BEE COTTAGE-This will be my last weekend at Bee for a while, sorry to say. The Hamptons International Film Festival is in full swing here in East Hampton, and there are a lot of people walking around in all black. Bee Garden is still showing some color, happily, and the herbs will hang on to the end.

Dahlia in afternoon sun
The late afternoon sun creates a lustrous halo around hardy blooming dahlias that will hold up til the freeze.

Some are perennial and hardy enough to withstand the Long Island winter. My thyme, sage, chives, and mint all come roaring back. (I don’t think anything kills mint, do you?). I bring it up because herbs are so easy to grow, so great to have around, so fragrant, and so nice to use in ways other than culinary.

Salvia and sage
A bouquet of salvia, azuratum, sage, oregano and mint.

With their various textures, shapes, and shades of green, they are charming in small arrangements and bouquets.

And unlike highly fragrant flowers – lilies, roses, narcissus – herbs are not offensive on the dinner table because their scents are more savory than sweet and do not clash with the aroma of your salmon.

Saliva sprig on napkin
A sprig of salvia on a napkin is as simple as it gets.
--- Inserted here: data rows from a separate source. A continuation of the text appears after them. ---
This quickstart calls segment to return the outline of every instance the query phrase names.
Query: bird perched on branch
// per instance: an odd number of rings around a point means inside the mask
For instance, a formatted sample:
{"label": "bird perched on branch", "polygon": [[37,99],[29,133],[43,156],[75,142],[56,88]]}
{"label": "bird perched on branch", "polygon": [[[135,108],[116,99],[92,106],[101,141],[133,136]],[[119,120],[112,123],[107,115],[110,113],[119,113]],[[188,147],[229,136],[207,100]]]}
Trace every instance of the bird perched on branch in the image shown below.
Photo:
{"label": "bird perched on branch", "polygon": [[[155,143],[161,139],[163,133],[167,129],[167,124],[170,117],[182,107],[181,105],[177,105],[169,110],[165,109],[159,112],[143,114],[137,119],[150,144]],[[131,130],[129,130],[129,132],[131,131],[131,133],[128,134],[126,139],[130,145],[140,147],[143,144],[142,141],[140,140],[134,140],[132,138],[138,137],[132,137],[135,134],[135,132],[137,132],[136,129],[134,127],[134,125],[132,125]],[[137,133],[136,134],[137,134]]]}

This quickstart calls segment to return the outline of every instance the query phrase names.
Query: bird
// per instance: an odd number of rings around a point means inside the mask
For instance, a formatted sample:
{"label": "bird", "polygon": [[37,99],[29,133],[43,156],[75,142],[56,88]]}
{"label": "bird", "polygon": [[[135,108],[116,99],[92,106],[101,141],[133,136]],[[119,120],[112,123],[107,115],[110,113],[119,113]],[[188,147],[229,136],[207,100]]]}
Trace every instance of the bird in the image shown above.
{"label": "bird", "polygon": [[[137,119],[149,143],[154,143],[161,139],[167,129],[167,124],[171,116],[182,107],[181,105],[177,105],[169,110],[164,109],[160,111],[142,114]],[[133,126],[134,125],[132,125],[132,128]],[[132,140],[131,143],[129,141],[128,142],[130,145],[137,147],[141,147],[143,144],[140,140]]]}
Could just as easily be lavender, rosemary, or other sturdy something.

Herbs and place card

For a party I gave last summer, miniature buckets from the art supply store were filled with herbs and a little bee (I know, I can’t help myself). “Garden markers” cut from cardboard became place cards. To preserve the herbs, wrap the stems in a bit of wet paper towel – works like a charm.

Pink placesetting
This beautiful arrangement sent by friend Dara O'Hara was the inspiration for no fewer than three tablesettings (I was on a roll this summer). Sadly I lost most of the pictures, but here's one.
Frances and pink and green table
And here

Oh, and one more thing: When the garden is gone, the grocery store has herbs all year round.
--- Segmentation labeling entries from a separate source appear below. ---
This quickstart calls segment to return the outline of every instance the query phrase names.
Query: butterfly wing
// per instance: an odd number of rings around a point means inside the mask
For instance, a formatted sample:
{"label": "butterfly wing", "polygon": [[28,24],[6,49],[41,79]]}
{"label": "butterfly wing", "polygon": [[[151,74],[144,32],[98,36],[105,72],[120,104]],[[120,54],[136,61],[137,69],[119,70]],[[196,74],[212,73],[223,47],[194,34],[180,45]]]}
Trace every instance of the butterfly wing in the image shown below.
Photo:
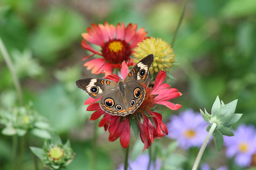
{"label": "butterfly wing", "polygon": [[118,90],[110,90],[102,96],[100,101],[100,106],[109,114],[124,116],[129,114],[126,104],[127,98],[122,96]]}
{"label": "butterfly wing", "polygon": [[76,82],[76,84],[94,99],[98,98],[117,86],[117,83],[112,80],[99,78],[79,80]]}
{"label": "butterfly wing", "polygon": [[125,77],[124,81],[127,84],[133,82],[142,82],[146,80],[149,69],[154,59],[154,55],[150,54],[133,66]]}

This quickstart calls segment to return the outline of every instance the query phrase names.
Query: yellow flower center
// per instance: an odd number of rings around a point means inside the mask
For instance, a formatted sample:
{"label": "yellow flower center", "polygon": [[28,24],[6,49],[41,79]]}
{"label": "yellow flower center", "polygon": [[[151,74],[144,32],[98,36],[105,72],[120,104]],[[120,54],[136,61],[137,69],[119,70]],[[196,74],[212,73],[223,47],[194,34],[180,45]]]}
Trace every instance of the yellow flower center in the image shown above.
{"label": "yellow flower center", "polygon": [[239,151],[241,152],[246,152],[248,151],[249,145],[247,143],[243,142],[240,143],[238,145]]}
{"label": "yellow flower center", "polygon": [[195,136],[195,132],[192,130],[188,129],[184,133],[184,136],[188,138],[193,138]]}
{"label": "yellow flower center", "polygon": [[120,41],[114,41],[108,44],[108,48],[111,51],[116,52],[122,50],[123,45]]}
{"label": "yellow flower center", "polygon": [[60,147],[55,146],[49,151],[49,156],[54,160],[58,160],[64,155],[63,150]]}
{"label": "yellow flower center", "polygon": [[21,122],[22,124],[27,124],[29,123],[29,119],[30,116],[25,116],[21,119]]}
By the way, ornamental sage is generally called salvia, while culinary sage is called sage. Salvia derives from the Latin salvere, meaning “to save,” because of the herb’s healing properties. But all sages are actually part of the huge mint family, Lamiaceae, which contains hundreds of species of shrubs and perennials. I just read that in Wikipedia, in case you were wondering. Didn’t want you to think I was showing off. Happy weekend.

Herbs and flowers
Salvia, parsley, sage, rosemary, thyme, mint, and a few dahlias for good measure made it back to the city with me last week. Herbs will last a long time in water if you keep the water clean and leaf-free.